On December 23, 2024, the NAM filed an amicus brief urging the full 6th Circuit to rehear this case where the panel’s decision throws ERISA’s pleading standards into disarray. The Parker Retirement Savings Plan allows employees of the Parker-Hannifin Corporation to save for retirement. Five plan participants filed this putative class action alleging that the plan’s fiduciaries violated ERISA by selecting or retaining imprudent investment options. Specifically, they allege 1) an “underperformance claim” (that target-date funds, offered to participants from 2015-19 underperformed other available funds); and 2) a “share-class claim” (that, for certain plan investment options, there were lower-cost share classes that should have been offered to participants). The Northern District of Ohio granted defendants’ motion to dismiss for failure to state a claim. However, in a 2-1 decision, the 6th Circuit reversed, concluding that the plaintiffs pointed to the S&P target date fund as a meaningful benchmark to support their imprudence allegations.
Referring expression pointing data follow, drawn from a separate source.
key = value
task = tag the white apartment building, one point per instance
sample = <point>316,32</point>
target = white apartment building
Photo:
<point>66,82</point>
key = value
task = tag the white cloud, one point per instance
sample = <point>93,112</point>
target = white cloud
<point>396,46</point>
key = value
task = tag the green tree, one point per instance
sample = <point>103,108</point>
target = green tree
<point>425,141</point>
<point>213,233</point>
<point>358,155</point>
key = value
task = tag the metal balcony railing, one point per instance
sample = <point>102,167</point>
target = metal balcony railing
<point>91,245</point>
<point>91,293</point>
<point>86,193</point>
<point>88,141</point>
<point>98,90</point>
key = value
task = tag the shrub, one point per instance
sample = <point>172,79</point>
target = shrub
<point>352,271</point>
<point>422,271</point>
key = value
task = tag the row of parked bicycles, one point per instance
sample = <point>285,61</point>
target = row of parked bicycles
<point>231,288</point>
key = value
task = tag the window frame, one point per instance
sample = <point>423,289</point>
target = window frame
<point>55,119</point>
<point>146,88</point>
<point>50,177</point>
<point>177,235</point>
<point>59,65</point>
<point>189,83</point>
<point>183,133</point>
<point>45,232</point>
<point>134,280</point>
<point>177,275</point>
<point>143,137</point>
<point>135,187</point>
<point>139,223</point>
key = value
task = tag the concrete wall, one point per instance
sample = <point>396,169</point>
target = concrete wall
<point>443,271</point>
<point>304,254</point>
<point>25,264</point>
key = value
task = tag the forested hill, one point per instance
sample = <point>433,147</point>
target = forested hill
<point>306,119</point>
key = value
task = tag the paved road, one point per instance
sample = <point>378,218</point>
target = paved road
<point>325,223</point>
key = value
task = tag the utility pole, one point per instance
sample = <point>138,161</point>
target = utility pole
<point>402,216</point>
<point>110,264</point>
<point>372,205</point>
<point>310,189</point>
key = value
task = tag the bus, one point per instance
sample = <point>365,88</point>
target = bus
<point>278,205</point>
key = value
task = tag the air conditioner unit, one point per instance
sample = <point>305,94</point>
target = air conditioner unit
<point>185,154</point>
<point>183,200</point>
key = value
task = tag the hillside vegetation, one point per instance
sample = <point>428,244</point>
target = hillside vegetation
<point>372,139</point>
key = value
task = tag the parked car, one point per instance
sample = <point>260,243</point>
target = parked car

The defendants requested that the full 6th Circuit rehear the case.
We argue in our brief that the panel majority improperly inferred imprudence from a performance-based comparison without ensuring that the plaintiffs are comparing two funds that have the same investment goals. Reading the panel majority’s decision with other 6th Circuit precedent will create confusion over what allegations are sufficient to state a plausible fiduciary-breach claim premised on purported excessive fees or underperformance and could lead to forum shopping. Rehearing is necessary to bring the 6th Circuit’s caselaw back in line with Supreme Court precedent and resolve the conflicts created by the majority’s decision.
Unfortunately, on February 12, 2025, the 6th Circuit denied the petition for rehearing en banc.